The Lunts were noteworthy for having been responsible for a great deal of the success of the Theater Guild in its first two decades. Under its auspices, they appeared in well over a dozen Guild productions, both light and serious, including Molnar's The Guardsman (1924, one of the Lunts' greatest hits and which marked the debut of the celebrated theatrical setting and lighting designer, Jo Mielziner), Shaw's Arms and the Man (1925), Werfel's Goat Song (1926), Behrman's The Second Man (1927), Shaw's The Doctor's Dilemma (1927), Sil-Vara's Caprice (1928), Behrman's Meteor (1929), Anderson's Elizabeth the Queen (1930), Sherwood's Reunion in Vienna (1931), Sherwood's Idiot's Delight (1936), Giradoux's Amphitryon 38 (English adaptation by S.N. Behrman, 1937), and Sherwood's There Shall Be No Night (1940). Among the most memorable of their teamings was the rollicking production of The Taming of the Shrew (1935), the Guild's first attempt at a Shakespearean classic, and widely considered to be the best production of the comedy ever seen. In their spirited and hilarious performance, Lunt and Fontanne squeezed laughs out of lines where none had been detected, and filled the stage with ingenious interpretations and bits of business that left the audience in tears and the critics groping for superlatives.
Lawrence Langner, one of the founders of the Theater Guild, said of the Lunts:
Alfred Lunt and Lynn Fontanne had written a vivid page in the history of the American theater…. The couple brought such zest and vitality to their acting, and there was such interplay of point and counterpoint in their scenes together, that soon one began to think of them as one personality … capable of endowing every couple that they played with the qualities of beauty, charm, wit, gaiety and enormous interest in one another…. [No film] can convey the sheer delight which the audiences of our time have enjoyed in watching their virtuoso acting, which can range, as occasions demand, from delicate sentiment to deep emotion and tragedy, from moods of gaiety and light laughter to the savage laughter of satire or irony…. They work without sparing themselves, paying attention to the minutest details.

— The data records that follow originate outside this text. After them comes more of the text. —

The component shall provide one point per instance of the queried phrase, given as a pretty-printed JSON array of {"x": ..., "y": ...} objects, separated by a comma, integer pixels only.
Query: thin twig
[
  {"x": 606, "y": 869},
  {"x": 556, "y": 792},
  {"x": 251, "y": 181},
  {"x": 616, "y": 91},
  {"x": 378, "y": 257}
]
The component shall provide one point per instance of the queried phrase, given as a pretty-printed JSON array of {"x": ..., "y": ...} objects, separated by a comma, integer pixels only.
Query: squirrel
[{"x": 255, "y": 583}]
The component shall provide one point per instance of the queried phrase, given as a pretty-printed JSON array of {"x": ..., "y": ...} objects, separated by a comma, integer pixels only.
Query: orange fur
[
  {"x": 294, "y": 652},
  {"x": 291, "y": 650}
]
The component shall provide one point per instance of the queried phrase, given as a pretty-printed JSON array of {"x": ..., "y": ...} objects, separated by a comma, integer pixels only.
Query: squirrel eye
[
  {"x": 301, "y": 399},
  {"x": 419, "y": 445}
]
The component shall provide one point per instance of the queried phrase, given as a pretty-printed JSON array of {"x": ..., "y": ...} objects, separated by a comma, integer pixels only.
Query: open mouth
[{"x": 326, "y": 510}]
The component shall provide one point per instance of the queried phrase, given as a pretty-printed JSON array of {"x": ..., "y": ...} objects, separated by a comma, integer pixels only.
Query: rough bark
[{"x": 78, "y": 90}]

Alfred Lunt and Lynn Fontanne were described by New York drama critic, Brooks Atkinson, as two perfectly matched geniuses, the secret of their success together being the way that they were so perfectly attuned to one another. When playwright Robert E. Sherwood was asked the secret of his success, he replied: "I write plays for the Lunts."
The Lunts were known both for their professionalism and their search for perfection, and Laurence Olivier, meeting them for the first time in 1931, confessed to having been overwhelmed by their total absorption in the theater. Fontanne's contribution to this perfectionism was demonstrated by her attention to every detail of a particular production, spending weeks and months selecting designs for costumes and then choosing the appropriate fabrics and color to suit the characters, the roles, and the particular demands of theatrical lighting. Lunt's professionalism was shown when, distraught at the deterioration of a cast's performance, he called for a full rehearsal two days before the play was to close, and, on another occasion, even went so far as to try out new bits of business at a final performance just to see how they would work. The success of the Lunts' teaming did not keep them from appearing solo. Fontanne singled in Eugene O'Neill's Chris, an earlier version of his later success Anna Christie. Later, she starred in his ground-breaking Strange Interlude, in which the cast froze when each character voiced his or her thoughts aloud, and as Eliza in Shaw's Pygmalion, a part in which she was favorably compared to Mrs. Patrick Campbell , for whom Shaw had written the role in 1914. This was one of Fontanne's greatest successes and the hit of the Theater Guild in its 1926–27 season. For his part, Lunt appeared solo in O'Neill's Marco Millions, in Werfel's Juarez and Maximillian, and as Mosca in Ben Jonson's Volpone, among other plays.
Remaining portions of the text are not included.